Square -\frac{1}{11} by squaring both the numerator and the denominator of the fraction.

x^{2}-\frac{2}{11}x+\frac{1}{121}=-\frac{97}{242}

Add -\frac{9}{22} to \frac{1}{121} by finding a common denominator and adding the numerators.

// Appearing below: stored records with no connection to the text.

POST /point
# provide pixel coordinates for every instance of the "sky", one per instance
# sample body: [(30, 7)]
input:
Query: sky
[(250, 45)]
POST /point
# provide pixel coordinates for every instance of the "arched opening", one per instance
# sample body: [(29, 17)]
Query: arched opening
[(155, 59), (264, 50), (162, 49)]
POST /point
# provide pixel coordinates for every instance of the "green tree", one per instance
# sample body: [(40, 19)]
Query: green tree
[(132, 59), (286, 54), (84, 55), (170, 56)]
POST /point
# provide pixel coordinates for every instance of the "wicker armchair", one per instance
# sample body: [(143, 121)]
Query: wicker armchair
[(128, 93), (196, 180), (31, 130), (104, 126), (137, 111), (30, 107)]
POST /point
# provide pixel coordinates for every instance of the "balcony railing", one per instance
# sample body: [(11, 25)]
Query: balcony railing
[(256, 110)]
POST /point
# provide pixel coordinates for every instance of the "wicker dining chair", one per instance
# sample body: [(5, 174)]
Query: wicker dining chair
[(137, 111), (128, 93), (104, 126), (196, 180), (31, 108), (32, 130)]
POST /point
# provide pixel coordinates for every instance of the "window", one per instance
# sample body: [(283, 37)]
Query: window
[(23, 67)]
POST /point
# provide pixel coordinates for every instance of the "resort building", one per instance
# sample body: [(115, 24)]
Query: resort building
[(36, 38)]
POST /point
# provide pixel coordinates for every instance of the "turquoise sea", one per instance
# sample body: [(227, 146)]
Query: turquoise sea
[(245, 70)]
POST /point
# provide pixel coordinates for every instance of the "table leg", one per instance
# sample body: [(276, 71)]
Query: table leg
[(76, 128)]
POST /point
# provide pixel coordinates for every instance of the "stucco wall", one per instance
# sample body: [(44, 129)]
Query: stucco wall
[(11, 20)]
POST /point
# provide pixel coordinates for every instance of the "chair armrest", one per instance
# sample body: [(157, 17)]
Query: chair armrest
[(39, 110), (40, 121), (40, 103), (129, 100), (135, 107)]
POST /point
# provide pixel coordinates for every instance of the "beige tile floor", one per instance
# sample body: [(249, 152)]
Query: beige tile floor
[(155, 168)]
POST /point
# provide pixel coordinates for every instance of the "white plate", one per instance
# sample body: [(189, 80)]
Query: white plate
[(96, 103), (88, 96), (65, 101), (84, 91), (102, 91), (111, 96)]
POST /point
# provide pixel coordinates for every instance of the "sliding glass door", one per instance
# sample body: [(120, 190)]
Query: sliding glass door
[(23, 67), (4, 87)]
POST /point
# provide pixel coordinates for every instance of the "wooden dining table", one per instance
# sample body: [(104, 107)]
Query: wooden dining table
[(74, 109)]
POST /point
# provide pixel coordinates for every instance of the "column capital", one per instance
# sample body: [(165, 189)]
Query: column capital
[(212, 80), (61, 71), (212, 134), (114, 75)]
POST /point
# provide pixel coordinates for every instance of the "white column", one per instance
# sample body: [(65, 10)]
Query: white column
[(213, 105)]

Then reduce the fraction to lowest terms if possible.

\left(x-\frac{1}{11}\right)^{2}=-\frac{97}{242}

Factor x^{2}-\frac{2}{11}x+\frac{1}{121}. In general, when x^{2}+bx+c is a perfect square, it can always be factored as \left(x+\frac{b}{2}\right)^{2}.

\sqrt{\left(x-\frac{1}{11}\right)^{2}}=\sqrt{-\frac{97}{242}}

Take the square root of both sides of the equation.

x-\frac{1}{11}=\frac{\sqrt{194}i}{22} x-\frac{1}{11}=-\frac{\sqrt{194}i}{22}

Simplify.

x=\frac{\sqrt{194}i}{22}+\frac{1}{11} x=-\frac{\sqrt{194}i}{22}+\frac{1}{11}

Add \frac{1}{11} to both sides of the equation.